Delaware Supreme Court Invalidates All Delaware Death Sentences As Unconstitutional

12.19.16

Last week, the Delaware Supreme Court vacated the death sentence of Derrick Powell, finding that the United States Supreme Court’s decision in Hurst v. Florida applies retroactively.  In Powell v. State, Delaware’s highest court found that Hurst’s requirement – that the findings authorizing a death sentence must be made by a jury unanimously and beyond a reasonable doubt – applies even to cases, such as Mr. Powell’s, where the sentence was imposed before the U.S. Supreme Court decided Hurst earlier this year.  As a result, the court effectively invalidated the death sentences of everyone on Delaware’s death row, extending application of Hurst to everyone sentenced under Delaware’s now-unconstitutional death penalty sentencing scheme.

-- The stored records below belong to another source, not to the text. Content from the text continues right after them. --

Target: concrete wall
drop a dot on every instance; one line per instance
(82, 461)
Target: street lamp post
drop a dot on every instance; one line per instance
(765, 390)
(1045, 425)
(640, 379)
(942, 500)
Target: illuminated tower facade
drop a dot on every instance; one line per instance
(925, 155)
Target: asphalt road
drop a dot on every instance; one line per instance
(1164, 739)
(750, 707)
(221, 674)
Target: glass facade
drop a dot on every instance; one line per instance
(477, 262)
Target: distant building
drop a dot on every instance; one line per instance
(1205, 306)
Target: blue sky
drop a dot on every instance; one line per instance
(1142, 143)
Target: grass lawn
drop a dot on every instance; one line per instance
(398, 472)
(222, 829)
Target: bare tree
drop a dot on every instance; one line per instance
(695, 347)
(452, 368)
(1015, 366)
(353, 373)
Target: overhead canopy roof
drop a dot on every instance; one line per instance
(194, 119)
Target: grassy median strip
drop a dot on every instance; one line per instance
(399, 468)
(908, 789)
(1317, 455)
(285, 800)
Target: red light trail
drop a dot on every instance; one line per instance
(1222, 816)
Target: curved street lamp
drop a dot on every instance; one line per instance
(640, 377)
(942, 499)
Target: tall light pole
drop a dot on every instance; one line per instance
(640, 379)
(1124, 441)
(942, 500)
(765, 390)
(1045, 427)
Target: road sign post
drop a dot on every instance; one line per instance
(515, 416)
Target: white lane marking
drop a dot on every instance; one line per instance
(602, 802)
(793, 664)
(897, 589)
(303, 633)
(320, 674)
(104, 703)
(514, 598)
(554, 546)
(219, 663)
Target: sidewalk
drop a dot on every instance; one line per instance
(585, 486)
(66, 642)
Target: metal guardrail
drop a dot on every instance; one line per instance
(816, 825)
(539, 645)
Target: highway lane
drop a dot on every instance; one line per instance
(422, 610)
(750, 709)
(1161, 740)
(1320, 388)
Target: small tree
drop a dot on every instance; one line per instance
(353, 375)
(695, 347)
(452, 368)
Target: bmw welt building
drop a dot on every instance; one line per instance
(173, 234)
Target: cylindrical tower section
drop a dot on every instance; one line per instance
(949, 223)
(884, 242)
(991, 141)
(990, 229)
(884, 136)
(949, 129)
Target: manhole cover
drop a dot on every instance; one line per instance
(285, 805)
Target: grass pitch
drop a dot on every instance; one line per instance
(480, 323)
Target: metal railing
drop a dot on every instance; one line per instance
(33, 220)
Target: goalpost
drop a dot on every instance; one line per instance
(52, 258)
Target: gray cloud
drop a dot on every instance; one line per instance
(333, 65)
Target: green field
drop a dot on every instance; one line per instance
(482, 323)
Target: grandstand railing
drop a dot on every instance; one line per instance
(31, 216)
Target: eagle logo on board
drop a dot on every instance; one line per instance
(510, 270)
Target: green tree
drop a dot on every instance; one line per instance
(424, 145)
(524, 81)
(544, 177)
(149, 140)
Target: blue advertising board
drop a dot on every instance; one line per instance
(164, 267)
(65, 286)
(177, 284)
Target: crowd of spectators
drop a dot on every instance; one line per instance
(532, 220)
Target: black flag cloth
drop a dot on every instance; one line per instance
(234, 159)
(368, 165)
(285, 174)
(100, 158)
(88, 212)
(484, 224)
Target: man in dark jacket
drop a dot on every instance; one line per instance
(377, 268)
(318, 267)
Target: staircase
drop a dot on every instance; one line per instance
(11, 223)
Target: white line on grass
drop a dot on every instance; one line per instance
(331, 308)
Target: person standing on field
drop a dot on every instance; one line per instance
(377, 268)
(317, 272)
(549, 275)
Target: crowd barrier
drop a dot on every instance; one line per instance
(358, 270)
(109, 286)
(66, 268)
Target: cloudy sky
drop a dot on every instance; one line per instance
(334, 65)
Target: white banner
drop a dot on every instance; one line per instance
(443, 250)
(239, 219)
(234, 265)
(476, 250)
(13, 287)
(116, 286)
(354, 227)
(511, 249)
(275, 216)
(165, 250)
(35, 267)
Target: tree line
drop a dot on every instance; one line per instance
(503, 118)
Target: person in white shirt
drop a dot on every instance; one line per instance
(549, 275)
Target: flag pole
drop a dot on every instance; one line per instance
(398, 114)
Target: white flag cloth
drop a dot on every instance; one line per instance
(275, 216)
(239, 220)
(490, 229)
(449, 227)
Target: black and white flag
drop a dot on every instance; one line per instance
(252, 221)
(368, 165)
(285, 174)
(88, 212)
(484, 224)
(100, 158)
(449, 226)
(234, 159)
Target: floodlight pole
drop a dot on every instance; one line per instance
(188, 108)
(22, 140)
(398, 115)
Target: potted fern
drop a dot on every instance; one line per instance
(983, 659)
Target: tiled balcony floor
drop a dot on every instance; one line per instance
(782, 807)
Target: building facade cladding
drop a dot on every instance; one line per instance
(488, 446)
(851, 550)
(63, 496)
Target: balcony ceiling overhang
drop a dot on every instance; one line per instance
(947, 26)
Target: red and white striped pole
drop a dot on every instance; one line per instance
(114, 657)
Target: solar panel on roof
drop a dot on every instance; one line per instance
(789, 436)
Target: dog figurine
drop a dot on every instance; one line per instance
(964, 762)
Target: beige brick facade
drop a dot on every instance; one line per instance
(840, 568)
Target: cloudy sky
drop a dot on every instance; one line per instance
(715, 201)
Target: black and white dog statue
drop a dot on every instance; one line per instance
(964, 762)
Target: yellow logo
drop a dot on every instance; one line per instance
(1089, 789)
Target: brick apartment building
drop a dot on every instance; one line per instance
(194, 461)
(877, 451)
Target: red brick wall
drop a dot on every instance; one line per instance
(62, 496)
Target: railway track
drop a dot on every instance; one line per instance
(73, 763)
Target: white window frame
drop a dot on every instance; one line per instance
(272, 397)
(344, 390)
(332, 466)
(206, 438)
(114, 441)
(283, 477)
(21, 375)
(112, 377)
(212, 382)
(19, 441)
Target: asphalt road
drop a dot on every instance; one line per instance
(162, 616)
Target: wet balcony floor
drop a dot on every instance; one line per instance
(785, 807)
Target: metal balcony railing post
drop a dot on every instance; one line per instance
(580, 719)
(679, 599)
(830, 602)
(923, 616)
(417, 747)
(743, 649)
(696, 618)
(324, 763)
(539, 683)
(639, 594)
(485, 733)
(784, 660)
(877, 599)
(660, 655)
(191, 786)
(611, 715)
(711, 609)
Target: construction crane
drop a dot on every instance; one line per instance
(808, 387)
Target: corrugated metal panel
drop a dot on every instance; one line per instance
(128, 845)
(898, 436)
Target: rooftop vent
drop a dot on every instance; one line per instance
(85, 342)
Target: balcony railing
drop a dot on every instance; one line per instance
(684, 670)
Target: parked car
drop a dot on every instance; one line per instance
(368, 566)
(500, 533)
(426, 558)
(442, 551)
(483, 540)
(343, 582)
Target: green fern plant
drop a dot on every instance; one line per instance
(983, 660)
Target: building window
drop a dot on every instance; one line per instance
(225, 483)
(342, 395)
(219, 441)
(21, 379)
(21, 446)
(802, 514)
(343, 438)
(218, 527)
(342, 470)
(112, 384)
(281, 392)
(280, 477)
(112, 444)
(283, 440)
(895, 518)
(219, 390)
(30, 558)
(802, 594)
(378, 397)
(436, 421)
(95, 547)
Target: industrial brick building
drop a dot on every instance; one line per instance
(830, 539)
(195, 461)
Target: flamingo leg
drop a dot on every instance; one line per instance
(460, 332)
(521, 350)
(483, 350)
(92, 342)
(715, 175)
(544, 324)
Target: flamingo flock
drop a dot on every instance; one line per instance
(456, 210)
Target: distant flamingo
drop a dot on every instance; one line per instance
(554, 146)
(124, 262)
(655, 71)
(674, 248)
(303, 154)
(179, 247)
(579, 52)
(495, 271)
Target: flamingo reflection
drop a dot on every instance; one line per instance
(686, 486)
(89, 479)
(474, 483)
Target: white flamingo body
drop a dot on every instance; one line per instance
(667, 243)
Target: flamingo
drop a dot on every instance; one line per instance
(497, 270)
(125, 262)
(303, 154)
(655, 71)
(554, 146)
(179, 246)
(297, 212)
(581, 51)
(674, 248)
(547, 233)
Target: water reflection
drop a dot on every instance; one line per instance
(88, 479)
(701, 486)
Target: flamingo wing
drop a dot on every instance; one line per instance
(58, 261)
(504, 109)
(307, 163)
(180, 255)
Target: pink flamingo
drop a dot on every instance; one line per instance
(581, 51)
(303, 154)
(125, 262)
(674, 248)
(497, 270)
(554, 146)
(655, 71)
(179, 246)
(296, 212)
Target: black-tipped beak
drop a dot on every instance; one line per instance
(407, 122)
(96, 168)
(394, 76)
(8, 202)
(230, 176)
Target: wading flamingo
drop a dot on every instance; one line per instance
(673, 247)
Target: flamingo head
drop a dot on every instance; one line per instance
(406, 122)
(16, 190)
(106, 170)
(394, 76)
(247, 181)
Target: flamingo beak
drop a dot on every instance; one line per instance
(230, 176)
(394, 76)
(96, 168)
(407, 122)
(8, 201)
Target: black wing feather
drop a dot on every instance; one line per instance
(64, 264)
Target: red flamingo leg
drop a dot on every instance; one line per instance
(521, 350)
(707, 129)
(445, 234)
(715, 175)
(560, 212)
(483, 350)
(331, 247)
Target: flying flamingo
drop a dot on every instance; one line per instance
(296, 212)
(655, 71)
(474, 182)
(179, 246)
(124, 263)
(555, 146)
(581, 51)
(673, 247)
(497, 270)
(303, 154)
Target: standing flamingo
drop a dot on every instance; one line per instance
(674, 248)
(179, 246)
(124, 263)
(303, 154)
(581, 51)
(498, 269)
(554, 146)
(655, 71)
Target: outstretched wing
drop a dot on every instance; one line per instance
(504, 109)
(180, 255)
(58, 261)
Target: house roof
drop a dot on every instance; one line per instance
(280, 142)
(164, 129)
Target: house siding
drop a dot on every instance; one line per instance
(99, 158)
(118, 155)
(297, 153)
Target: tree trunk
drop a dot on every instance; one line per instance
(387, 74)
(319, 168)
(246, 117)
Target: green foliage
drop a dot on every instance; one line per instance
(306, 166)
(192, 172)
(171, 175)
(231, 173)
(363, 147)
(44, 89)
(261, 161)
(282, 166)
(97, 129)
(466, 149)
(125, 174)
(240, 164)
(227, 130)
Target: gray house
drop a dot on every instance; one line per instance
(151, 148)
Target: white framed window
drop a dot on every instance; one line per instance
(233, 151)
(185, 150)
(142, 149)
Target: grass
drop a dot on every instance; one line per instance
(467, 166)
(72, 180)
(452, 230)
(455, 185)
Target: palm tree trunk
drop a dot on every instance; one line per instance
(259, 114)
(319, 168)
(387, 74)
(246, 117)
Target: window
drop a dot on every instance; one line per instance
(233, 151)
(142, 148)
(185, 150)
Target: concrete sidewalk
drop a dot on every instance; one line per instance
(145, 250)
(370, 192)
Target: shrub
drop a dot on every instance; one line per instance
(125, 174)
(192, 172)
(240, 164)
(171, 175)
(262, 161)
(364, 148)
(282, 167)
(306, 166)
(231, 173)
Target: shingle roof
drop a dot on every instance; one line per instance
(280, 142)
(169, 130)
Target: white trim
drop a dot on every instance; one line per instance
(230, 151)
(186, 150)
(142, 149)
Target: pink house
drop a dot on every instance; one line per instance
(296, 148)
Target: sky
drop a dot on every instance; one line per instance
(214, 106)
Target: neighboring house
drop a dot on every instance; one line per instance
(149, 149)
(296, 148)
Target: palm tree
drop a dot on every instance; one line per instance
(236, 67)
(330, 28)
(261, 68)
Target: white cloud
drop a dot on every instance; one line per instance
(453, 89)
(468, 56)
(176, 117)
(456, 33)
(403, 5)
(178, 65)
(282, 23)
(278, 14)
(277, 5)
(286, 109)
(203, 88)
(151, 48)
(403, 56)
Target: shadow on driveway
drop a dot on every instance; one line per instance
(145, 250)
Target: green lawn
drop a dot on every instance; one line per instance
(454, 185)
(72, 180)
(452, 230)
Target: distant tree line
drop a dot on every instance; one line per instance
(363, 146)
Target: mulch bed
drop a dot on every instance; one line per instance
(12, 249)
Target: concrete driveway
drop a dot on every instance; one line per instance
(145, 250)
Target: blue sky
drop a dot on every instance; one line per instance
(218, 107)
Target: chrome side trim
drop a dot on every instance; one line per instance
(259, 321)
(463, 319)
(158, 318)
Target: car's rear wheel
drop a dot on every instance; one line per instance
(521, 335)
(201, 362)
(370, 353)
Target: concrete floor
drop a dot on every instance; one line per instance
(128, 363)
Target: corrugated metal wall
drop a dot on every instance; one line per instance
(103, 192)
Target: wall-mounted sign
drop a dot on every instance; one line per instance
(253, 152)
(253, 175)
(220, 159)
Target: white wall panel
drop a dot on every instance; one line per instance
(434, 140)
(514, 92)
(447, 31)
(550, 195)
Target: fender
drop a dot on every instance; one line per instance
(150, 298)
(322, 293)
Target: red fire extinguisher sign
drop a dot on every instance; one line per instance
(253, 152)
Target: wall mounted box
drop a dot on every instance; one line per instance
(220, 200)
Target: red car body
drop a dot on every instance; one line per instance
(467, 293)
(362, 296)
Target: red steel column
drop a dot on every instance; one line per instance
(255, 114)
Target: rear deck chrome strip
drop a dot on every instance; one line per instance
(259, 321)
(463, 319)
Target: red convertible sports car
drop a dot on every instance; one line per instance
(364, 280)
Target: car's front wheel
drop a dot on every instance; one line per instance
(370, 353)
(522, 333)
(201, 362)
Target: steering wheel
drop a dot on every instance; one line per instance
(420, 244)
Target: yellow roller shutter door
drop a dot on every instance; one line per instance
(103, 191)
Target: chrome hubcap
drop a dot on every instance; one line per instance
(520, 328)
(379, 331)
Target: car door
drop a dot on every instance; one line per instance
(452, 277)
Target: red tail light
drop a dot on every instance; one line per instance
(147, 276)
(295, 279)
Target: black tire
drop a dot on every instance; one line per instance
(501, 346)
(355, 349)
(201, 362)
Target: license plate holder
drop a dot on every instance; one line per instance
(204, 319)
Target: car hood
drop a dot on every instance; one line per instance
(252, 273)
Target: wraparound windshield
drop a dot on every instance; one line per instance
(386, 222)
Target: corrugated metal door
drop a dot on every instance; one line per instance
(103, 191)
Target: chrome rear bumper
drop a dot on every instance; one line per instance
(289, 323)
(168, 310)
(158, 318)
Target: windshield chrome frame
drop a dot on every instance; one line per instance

Similar developments are underway in Florida.  After the U.S. Supreme Court’s ruling in Hurst in January 2016, the Florida legislature rewrote that state’s death penalty sentencing laws in an effort to remedy its constitutional infirmities – requiring that juries find beyond a reasonable doubt the existence of all “aggravating factors” on which a death sentence is premised, and prohibiting imposition of a death sentence in cases where the jury has returned a verdict of life without parole.  In October, however, the Florida Supreme Court held that Hurst requires even more.  Specifically, the court held, Hurst prohibits imposition of a death sentence in any case where the jury has not returned a unanimous verdict in favor of death.  The status of Florida’s death penalty, therefore, is currently very much in flux as well.

Alabama’s death penalty statute was modeled after Florida’s and, along with Delaware’s, was the only other law permitting judicial override, or unilateral imposition of a death sentence by a trial judge even after the jury has returned a verdict in favor of life.  Unlike the courts in Florida and Delaware, however, this fall the Alabama Supreme Court affirmed the death sentence of Mr. Jerry Bohannon and found Alabama’s death penalty statute constitutional despite Hurst.  Alabama is now the only state in the nation that allows judicial override.

Alabama is the only state in the nation that allows judicial override.